Speaking as someone who was very active in 2014 and as a former SNP member I can honestly say that this article has genuinely made me consider getting back in the campaigning saddle. I agree whole heartedly with the sentiment. Common Weal have a vital role to play in setting out an inspirational vision of the future that empowers and compels. Being non party and cross party is massively important. By way of constructive suggestions I would suggest that an important area of work is education and finding ways to move beyond the Victorian and moribund exam system. I would prefer to avoid using the word “hope” as it is too suggestive of desperation. The task is to build collective confidence based on facts and concrete policy development. A framework in which love can take the stage again … love of community, love of justice, love of the natural world, love of peace, love of humanity. Excellent work Common Weal… and thank you.
The pro-independence Left, of which Common Weal is a significant part, is demoralized. I think that this demoralization is born of realism. If your survey the past decade, its achievements are none too impressive.
The enthusiasm of the period before the Referendum produced little in the way of policy which has either enthused potential supporters of independence or impacted on the pro-independence government at Holyrood.
In the immediate aftermath of the vote, the SNP decided that it had no interest in a ‘Yes Coalition.’ It would rule alone – and for most of the past decade has done so. This government has been utterly devoid of imagination or radicalism.
It has replaced SLAB radical rhetoric with SNP radical rhetoric and SLAB status quo inertia with SNP status quo inertia.

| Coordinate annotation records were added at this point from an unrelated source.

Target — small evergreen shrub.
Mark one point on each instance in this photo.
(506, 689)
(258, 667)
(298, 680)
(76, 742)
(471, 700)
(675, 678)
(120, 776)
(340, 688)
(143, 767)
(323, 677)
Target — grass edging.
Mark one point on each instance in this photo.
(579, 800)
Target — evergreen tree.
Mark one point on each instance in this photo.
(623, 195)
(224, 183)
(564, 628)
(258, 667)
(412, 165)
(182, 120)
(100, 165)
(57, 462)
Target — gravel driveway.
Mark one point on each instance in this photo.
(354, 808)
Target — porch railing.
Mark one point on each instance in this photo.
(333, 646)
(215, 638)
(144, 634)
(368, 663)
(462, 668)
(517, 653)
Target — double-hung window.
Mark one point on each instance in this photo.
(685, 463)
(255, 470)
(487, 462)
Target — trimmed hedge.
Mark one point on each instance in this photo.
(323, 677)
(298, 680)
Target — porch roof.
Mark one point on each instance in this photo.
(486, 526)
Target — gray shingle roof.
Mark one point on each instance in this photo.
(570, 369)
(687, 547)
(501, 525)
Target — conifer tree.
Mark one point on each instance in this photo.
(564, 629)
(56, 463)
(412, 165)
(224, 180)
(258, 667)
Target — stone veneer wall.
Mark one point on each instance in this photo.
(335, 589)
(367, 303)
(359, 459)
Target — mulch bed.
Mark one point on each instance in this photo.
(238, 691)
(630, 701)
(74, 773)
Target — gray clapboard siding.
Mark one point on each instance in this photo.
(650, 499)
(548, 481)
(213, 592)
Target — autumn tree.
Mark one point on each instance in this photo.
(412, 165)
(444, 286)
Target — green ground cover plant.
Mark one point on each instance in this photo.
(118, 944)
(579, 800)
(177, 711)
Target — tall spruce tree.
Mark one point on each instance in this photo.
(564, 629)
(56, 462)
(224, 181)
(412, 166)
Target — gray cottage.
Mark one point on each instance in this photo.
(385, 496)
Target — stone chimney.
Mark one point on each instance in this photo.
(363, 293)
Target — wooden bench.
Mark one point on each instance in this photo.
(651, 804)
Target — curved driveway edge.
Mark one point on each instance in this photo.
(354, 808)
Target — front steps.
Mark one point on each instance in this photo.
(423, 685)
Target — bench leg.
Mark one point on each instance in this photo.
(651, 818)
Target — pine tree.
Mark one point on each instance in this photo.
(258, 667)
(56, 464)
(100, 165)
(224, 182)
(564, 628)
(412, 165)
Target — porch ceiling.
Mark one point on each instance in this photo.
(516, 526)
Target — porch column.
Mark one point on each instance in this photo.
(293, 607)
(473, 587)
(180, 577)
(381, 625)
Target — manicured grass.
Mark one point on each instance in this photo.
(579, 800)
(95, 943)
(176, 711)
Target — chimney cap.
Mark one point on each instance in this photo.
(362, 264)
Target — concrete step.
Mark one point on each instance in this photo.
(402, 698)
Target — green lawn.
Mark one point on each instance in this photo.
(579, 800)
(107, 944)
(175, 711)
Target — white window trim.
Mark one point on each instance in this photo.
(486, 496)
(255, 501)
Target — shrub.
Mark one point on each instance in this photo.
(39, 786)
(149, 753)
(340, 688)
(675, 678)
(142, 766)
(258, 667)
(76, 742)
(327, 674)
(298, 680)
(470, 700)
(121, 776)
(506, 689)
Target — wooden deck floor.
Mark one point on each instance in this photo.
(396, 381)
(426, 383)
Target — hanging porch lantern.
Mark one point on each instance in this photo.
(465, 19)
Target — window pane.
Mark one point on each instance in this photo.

And it has remained untouchable electorally.
After being cast out by the SNP back in the autumn of 2014, the pro-independence Left had to sink or swim. Sadly, it has done more of the former. When – under the R I S E banner – it ran in the following Holyrood vote, it failed totally.
More recently, ALBA also failed to impress voters, even with a leader who had an impressive electoral record.
Voters show no interest in Left parties and – in so far as they are aware of them – Left policies.
My own interpretation of the Scottish Left’s failing is that it is dominated by comfortable middle class people who live almost totally detached from the 21st century working class; people who are considerably different to the working class of industrial Scotland most of whom perished between the 1960s and the 1980s.